Senhoras e senhores, bem-vindos ao POV da Indústria Inteligente 🤓

A cada edição do POV da Indústria Inteligente, a gente escolhe um gargalo real da manufatura para dissecar do ponto de vista de margem, tempo e risco — e, desta vez, o holofote está em algo que todo programador conhece bem, mas quase nunca entra no cronograma: a simulação que trava o fluxo de programação CNC.

Na edição de hoje:

🤓 Por que a simulação ainda é o gargalo escondido da programação CNC
🧮 O trade-off mortal entre precisão e velocidade na verificação de usinagem
💻 Como a simulação via GPU no Mastercam 2026.R2 muda o jogo em peças complexas
🚀 O que isso significa para ciclo, cotação e competitividade da sua ferramentaria ou usinagem

Todo programador já viveu essa cena: você termina um caminho de ferramenta 5 eixos gigante, dá play na simulação… e fica olhando para uma barra de progresso que parece não andar.​

O gargalo que ninguém coloca no cronograma

Enquanto isso, a máquina está parada esperando programa, o programador está travado esperando verify e a chefia está cobrando prazo como se a simulação fosse “instantânea”.​

O problema é estrutural: a simulação tradicional baseada em CPU foi feita para um cenário muito menos complexo do que os milhões de pontos de trajetória que a gente gera hoje em peças aeroespaciais, automotivas ou de moldes complexos.

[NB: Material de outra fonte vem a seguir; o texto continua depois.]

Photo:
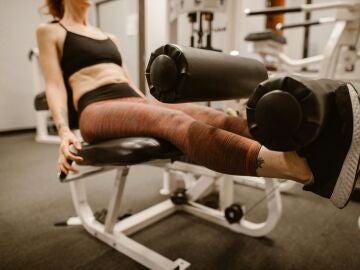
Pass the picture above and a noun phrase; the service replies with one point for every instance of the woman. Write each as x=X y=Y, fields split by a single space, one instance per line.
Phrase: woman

Na prática, isso empurra o programador para uma escolha ruim: baixa resolução para ganhar tempo (e correr o risco de não ver um gouge), ou alta resolução com horas de espera.​​

O trade-off entre precisão e tempo (e o medo de inovar)

Quando simular em alta resolução significa travar a máquina por horas, a tendência natural é:

  • diminuir a qualidade da malha,
  • pular verificações mais pesadas,
  • ou simplesmente rodar menos cenários alternativos de usinagem.​​

Isso gera três efeitos perigosos:

  • aumenta o risco de colisão sutil não detectada, que só aparece na máquina;
  • tira espaço para testar estratégias mais agressivas de usinagem, porque “vai demorar demais para verificar”;​
  • e empurra a inovação para depois, mantendo ciclos mais longos do que o necessário.

Resultado: o gargalo da simulação não é só irritante, ele custa dinheiro em forma de tempo de programação, máquina ociosa, retrabalho e oportunidades perdidas de otimizar ciclo.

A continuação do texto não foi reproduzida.